We have the usual commutation relations for creation/annihilation operators in QFT, $$\left[\hat a(\vec p),\hat a(\vec q)\right]=\left[\hat a(\vec p)^\dagger,\hat a(\vec q)^\dagger\right]=0\tag{1}$$ $$\left[\hat a(\vec p),\hat a(\vec q)^\dagger\right]=(2\pi)^3 2E(\vec p)\delta^{(3)}\left(\vec p- \vec q\right)\tag{2}$$
I'm trying to understand the last two equalities of the following proof:
$$\left[\hat a(\vec p)^\dagger\hat a(\vec p), \hat a(\vec q)^\dagger\hat a(\vec q)\right]$$
$$=\hat a(\vec p)^\dagger\left[\hat a(\vec p),\hat a(\vec q)^\dagger\hat a(\vec q)\right]+\left[\hat a(\vec p)^\dagger,\hat a(\vec q)^\dagger\hat a(\vec q)\right]\hat a(\vec p)$$
$$=\hat a(\vec p)^\dagger\Big(\hat a(\vec q)^\dagger\left[\hat a(\vec p),\hat a(\vec q)\right]+\left[\hat a(\vec p),\hat a(\vec q)^\dagger\right]\hat a(\vec q)\Big)$$
$$+\Big(\hat a(\vec q)^\dagger\left[\hat a(\vec p)^\dagger,\hat a(\vec q)\right]+\left[\hat a(\vec p)^\dagger,\hat a(\vec q)^\dagger\right]\hat a(\vec q)\Big)\hat a(\vec p)$$
$$=\hat a(\vec p)^\dagger\left[\hat a(\vec p), \hat a(\vec q)^\dagger\right]\hat a(\vec q)-\hat a(\vec q)^\dagger\left[\hat a(\vec q), \hat a(\vec p)^\dagger\right]\hat a(\vec p)$$
$$\color{red}{=}(2 \pi)^32E(\vec p)\delta^{(3)}\left(\vec p- \vec q\right)\Big(\hat a(\vec p)^\dagger \hat a(\vec q)-\hat a(\vec q)^\dagger \hat a(\vec p)\Big)\color{red}{=}0$$
Taking these equalities (highlighted red) one in turn, starting with the first,
$$\hat a(\vec p)^\dagger\left[\hat a(\vec p), \hat a(\vec q)^\dagger\right]\hat a(\vec q)-\hat a(\vec q)^\dagger\left[\hat a(\vec q), \hat a(\vec p)^\dagger\right]\hat a(\vec p)$$ $$=(2 \pi)^32E(\vec p)\delta^{(3)}\left(\vec p- \vec q\right)\Big(\hat a(\vec p)^\dagger \hat a(\vec q)-\hat a(\vec q)^\dagger \hat a(\vec p)\Big)\tag{3}$$
Taking eqn. $(2)$, $$\left[\hat a(\vec p),\hat a(\vec q)^\dagger\right]=(2\pi)^3 2E(\vec p)\delta^{(3)}\left(\vec p- \vec q\right)$$ and switching the momenta labels, $\vec p \to \vec q$ and $\vec q \to \vec p$ should result in a similar equation to $(2)$, namely, $$\left[\hat a(\vec q),\hat a(\vec p)^\dagger\right]=(2\pi)^3 2E(\vec q)\delta^{(3)}\left(\vec q- \vec p\right)\tag{4}$$
Okay, so the $\delta$ 'function' is even, so $\delta^{(3)}\left(\vec p- \vec q\right)=\delta^{(3)}\left(\vec q- \vec p\right)$.

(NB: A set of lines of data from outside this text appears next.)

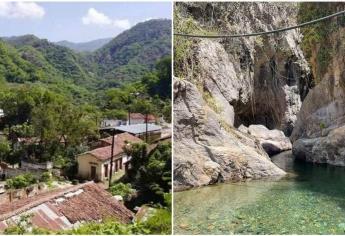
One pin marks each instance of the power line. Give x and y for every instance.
(263, 32)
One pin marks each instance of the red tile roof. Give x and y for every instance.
(81, 203)
(94, 204)
(104, 153)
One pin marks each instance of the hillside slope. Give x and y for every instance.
(125, 58)
(135, 51)
(89, 46)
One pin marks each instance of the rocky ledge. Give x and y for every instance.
(207, 150)
(272, 141)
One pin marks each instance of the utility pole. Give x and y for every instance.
(112, 158)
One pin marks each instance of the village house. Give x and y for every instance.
(139, 130)
(111, 123)
(65, 208)
(138, 118)
(95, 164)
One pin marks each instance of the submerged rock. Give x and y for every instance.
(273, 141)
(329, 149)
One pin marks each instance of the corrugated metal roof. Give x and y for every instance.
(138, 128)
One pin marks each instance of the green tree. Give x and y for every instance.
(4, 148)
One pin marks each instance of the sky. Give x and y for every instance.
(78, 21)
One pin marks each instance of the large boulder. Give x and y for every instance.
(329, 149)
(273, 141)
(207, 150)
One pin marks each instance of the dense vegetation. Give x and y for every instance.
(317, 37)
(85, 46)
(124, 59)
(55, 97)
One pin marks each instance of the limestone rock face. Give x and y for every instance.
(319, 130)
(256, 80)
(272, 141)
(207, 150)
(329, 149)
(229, 82)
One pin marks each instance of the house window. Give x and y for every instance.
(105, 170)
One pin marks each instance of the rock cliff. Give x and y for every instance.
(228, 82)
(319, 133)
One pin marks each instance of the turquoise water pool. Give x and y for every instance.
(309, 200)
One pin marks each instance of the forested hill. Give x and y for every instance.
(89, 46)
(135, 51)
(126, 58)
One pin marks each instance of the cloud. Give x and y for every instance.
(94, 17)
(21, 10)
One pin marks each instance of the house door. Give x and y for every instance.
(93, 172)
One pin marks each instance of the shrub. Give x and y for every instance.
(124, 190)
(46, 177)
(21, 181)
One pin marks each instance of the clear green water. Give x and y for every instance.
(309, 200)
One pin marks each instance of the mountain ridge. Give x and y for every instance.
(126, 58)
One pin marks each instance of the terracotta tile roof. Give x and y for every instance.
(60, 209)
(104, 153)
(140, 116)
(121, 138)
(94, 204)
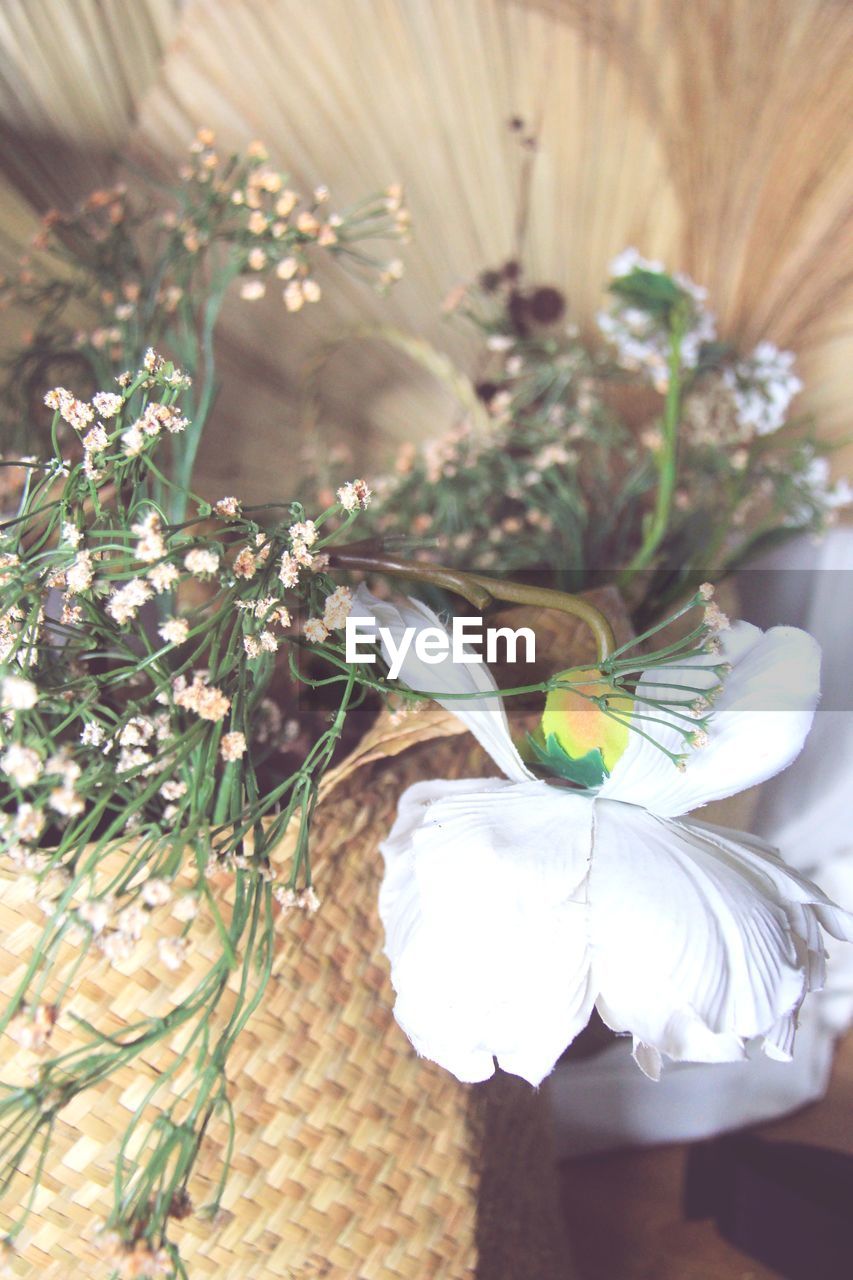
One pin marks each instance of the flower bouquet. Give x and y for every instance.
(201, 768)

But eqn. $(3)$ can only be true if $(2)$ and $(4)$ are equal, and this can only happen if $E(\vec p)=E(\vec q)$. But why should this be the case?
For the final equality, $$(2 \pi)^32E(\vec p)\delta^{(3)}\left(\vec p- \vec q\right)\Big(\hat a(\vec p)^\dagger \hat a(\vec q)-\hat a(\vec q)^\dagger \hat a(\vec p)\Big)=0\tag{5}$$
I fail to see how eqn. $(5)$ holds as to invoke the 'sifting/sampling property' of the $\delta$ function one would need to be integrate over $\vec q$ (or $\vec p$) so that the term in parentheses is zero, or $$\hat a(\vec p)^\dagger \hat a(\vec q)=\hat a(\vec q)^\dagger \hat a(\vec p)$$ when $\vec p = \vec q$.
But no such integration is being performed, so why is eqn. $(5)$ equal to zero?